4. Los artistas realistas muestran las contradicciones entre el ser humano y sus relaciones, y muestran las condiciones bajo las cuales aquellas se desarrollan.

5.Los artistas realistas están interesados en las transformaciones que se dan en las personas y en las circunstancias, tanto en los cambios constantes como en los repentinos, en que se convierten los constantes.

6.Los artistas realistas reflejan el poder de las  ideas y el fundamento material de las ideas.
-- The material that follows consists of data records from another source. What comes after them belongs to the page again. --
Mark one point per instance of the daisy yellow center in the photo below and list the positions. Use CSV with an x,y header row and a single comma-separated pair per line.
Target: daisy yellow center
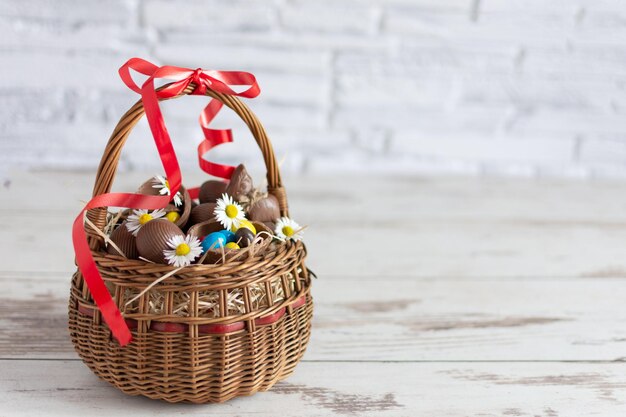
x,y
145,218
231,211
182,249
172,216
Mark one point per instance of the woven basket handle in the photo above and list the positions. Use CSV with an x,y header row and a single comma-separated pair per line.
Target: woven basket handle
x,y
110,158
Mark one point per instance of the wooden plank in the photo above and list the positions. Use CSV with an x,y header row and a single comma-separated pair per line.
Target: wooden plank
x,y
388,319
342,389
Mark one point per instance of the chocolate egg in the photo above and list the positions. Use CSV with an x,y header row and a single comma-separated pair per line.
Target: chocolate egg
x,y
200,230
211,190
240,183
264,210
125,241
183,210
152,239
244,237
202,213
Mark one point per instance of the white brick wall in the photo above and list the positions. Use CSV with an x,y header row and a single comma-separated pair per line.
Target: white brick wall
x,y
497,87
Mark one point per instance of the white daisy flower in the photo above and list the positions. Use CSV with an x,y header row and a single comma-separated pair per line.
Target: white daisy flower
x,y
141,217
182,250
163,186
286,228
228,212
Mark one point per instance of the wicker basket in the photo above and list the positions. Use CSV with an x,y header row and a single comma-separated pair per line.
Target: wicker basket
x,y
195,357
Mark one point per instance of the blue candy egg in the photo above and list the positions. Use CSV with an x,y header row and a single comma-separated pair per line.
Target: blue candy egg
x,y
213,240
230,236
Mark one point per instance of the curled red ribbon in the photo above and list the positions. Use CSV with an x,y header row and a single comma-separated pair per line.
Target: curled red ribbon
x,y
219,81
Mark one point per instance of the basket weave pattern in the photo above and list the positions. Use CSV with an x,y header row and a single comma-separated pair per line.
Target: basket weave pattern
x,y
200,352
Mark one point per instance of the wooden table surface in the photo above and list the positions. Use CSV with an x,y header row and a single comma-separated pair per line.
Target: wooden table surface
x,y
435,297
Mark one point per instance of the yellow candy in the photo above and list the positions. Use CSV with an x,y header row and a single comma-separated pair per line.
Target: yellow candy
x,y
244,224
173,216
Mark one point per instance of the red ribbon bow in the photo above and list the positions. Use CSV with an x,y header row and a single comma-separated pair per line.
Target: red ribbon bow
x,y
218,81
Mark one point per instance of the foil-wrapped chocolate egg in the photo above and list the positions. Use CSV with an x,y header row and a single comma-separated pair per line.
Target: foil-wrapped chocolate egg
x,y
264,210
240,183
244,237
211,190
202,213
152,239
125,241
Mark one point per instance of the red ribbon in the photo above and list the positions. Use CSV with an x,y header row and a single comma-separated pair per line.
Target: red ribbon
x,y
219,81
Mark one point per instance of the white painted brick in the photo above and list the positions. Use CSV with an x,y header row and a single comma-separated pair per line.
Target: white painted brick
x,y
214,16
603,152
468,120
244,58
295,42
68,11
579,123
36,70
330,17
511,87
482,148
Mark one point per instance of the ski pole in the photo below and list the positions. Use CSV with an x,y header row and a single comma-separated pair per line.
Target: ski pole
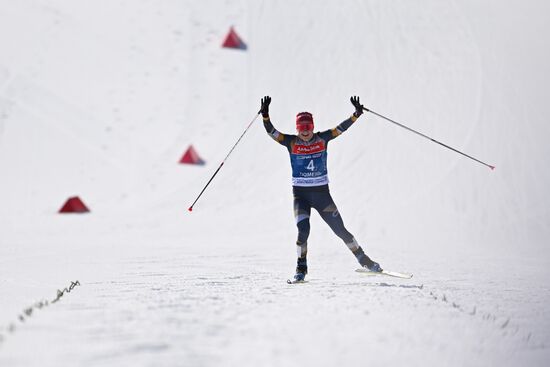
x,y
228,154
427,137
7.Los artistas del realismo socialista son humanos, es decir, filantrópicos, y muestran las relaciones entre las personas de tal manera que se fortalecen los impulsos socialistas. Se fortalecen mediante análisis útiles de la maquinaria social y por el hecho de que los impulsos se conviertan en disfrute.

8. Los artistas del realismo socialista no sólo tienen una visión realista de sus temas, sino y también de su público.9. Los artistas del realismo socialista tienen en cuenta el grado de formación y la pertenencia social de su público, así como el estado de la lucha de clases.10. Los artistas del realismo socialista tratan la realidad desde un punto de vista de la población trabajadora y de los intelectuales aliados a con ella y que están a favor del socialismo. 

No es cuestión hacer una comparativa que justifique la inducción de la novela sobre esto punto por punto. Prefiero invitar a los lectores y lectoras a que lean la novela, u otras novelas que tengan en su haber y le pongan en cuestión las palabras de Brecht. De no aceptarlas desconfíen ustedes de tal novela, o señálenla como lo que es: Fantasía fascista.